Functionalization Process

  • The procedure includes:

    • Oxidation of CNOs using nitric acid to create carboxylic groups.

    • Reaction of oxidized CNOs with BODIPY dye to create fluorescently labeled CNOs (fluo-CNOs).

Mechanism of Action

  • The modulation of fluorescence in fluo-CNOs is linked to protonation states of the dimethylamino group in the BODIPY:

    • Non-protonated form (BODIPY 3) exhibits lower fluorescence at 737 nm when pH is neutral or basic.

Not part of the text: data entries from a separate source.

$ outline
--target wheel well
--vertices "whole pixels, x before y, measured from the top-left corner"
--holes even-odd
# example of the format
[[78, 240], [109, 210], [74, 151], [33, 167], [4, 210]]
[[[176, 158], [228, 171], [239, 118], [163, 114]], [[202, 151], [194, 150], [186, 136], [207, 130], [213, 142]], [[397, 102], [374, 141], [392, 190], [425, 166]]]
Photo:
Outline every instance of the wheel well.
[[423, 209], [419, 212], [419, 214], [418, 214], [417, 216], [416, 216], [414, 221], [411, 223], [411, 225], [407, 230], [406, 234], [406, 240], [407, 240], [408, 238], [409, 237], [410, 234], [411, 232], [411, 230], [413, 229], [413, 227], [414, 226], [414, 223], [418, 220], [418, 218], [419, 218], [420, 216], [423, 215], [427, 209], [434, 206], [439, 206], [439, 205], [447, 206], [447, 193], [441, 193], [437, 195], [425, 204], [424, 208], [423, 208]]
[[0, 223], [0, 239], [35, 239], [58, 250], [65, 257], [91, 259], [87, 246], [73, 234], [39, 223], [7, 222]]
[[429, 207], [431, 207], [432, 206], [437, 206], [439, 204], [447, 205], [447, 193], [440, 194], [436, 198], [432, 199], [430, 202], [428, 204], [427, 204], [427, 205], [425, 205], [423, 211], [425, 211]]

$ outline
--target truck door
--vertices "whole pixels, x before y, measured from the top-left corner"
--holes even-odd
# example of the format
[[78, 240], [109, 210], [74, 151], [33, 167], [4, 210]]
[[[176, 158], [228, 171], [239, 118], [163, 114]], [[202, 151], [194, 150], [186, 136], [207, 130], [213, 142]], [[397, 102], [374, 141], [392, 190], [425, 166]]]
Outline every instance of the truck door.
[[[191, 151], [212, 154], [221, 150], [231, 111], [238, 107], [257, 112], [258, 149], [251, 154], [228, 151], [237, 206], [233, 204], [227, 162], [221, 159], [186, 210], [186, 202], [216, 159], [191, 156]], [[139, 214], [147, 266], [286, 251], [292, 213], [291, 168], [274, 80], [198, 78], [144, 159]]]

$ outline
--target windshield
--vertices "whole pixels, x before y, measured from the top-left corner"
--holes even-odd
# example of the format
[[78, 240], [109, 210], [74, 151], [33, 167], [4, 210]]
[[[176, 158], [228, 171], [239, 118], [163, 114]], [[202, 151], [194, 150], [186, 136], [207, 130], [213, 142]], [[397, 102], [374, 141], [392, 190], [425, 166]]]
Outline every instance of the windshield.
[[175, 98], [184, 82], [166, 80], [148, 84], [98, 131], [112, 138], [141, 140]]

    • Protonated form (BODIPY 4) leads to enhanced fluorescence at 637 nm in acidic conditions.

  • The fast and reversible nature of the on/off fluorescence switching is ideal for pH-sensing applications.

Results and Discussion

Synthesis

  • Synthetic Schemes:

    • Scheme 1: Details the BODIPY synthesis.

    • Scheme 2: Illustrates the preparation of oxidized CNOs.

Characterization

  • Photophysical Properties:

    • Emission spectra confirm the switching between different BODIPY states upon changing pH.

  • Dynamic Light Scattering (DLS) indicated effective hydrodynamic diameters of oxi-CNOs and fluo-CNOs.

  • Confocal Microscopy studies demonstrate successful internalization and pH-triggered fluorescence in HeLa cells.

Cytotoxicity Studies

  • Fluo-CNOs showed moderate toxicity, with cell viability above 80% across various concentrations.

    • Impacts on HeLa cells further emphasize the materials' suitability for use as intracellular sensors.

Conclusion

  • BODIPY-CNO probes were synthesized and demonstrated rapid fluorescence modulation based on pH changes.

  • The potential applications of these probes in biological sensing highlight their relevance in diagnostics.

Experimental Techniques

  • Characterization Techniques: Include TGA, Raman spectroscopy, fluorescence spectroscopy, DLS, and NMR spectroscopy to assess the compounds.

  • Cell Culture: HeLa cells were maintained and assessed for cytotoxicity using standard protocols.